Not who you responded to but I've been looking now after reading this discussion and here are some things I've come up with in the last minute or so.
- Why when I drag the Safari window up to go full screen with the tiling manager does it leave a large gap around the window? When I double click the top bar it aligns the top and bottom with the edges but still leaves a gap on the sides.
- Why does the settings dialog have so much lag? It takes a couple of seconds to launch and then when navigating around there is a roughly one second lag between panels.
- Why can't I uninstall default Mac apps that I have never opened?

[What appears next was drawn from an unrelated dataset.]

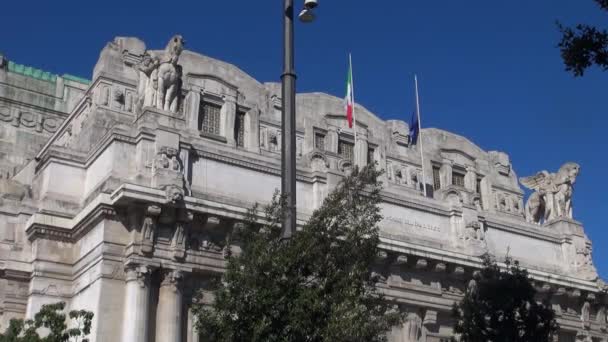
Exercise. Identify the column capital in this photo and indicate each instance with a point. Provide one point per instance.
(172, 279)
(138, 273)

- If I open up task view using F3, why is there no option to exit the window or program?
- If I have a Safari window open in a smaller window and double click the task bar, why does it maximize the way it does? Leaving a large section open.
> - Why when I drag the Safari window up to go full screen with the tiling manager does it leave a large gap around the window? When I double click the top bar it aligns the top and bottom with the edges but still leaves a gap on the sides.
It's a feature. System Settings > Desktop & Dock > Tiled windows have margins.
> - Why does the settings dialog have so much lag? It takes a couple of seconds to launch and then when navigating around there is a roughly one second lag between panels.
Each 'panel' is actually an app extension that runs its own process. Similar to extensions and control panels in classic MacOS.
> - Why can't I uninstall default Mac apps that I have never opened?
This is annoying.
> - If I open up task view using F3, why is there no option to exit the window or program?
> - If I have a Safari window open in a smaller window and double click the task bar, why does it maximize the way it does? Leaving a large section open.
The modern macOS UX is an amalgamation of Classic MacOS and NeXTSTEP, neither of which really has the concept of "maximised" in the same sense as Windows does. The action you describe "zooms" the window to best fit the content. The parallel to "maximised" is full screen.
I see others have responded with specifics. That's cool and all but it seems a bit futile to me because Apple has all this data internally and could act upon it if they wished.
Certainly with "crashers" there are crash reports from the field (you and I) that are sent back home and filtered into various databases. Internal tool allow Apple to see the "top crashers" (and you can filter to specific OS, hardware, etc.). There will be Radars filed for these and they will be sent to the appropriate teams.
The issue of course is the degree to which these take priority over feature work, etc. If Apple decided to do nothing but address these for a year or two we could have nice things again.
Not an exhaustive list but some simple recent examples:
in Messages on macOS across 3 Macs I own, turning on and off the global 'read receipts' setting has no effect, not even from the perspective of iOS. The iOS setting does seem to work though.
Bugs in iOS mail where notifications just freeze the app.
Layout issues in macOS settings.
Memory leaks in WindowServer.
Many iCloud services inconsistent and non-reliable.
Apple Pay not showing correctly in Apple Account settings.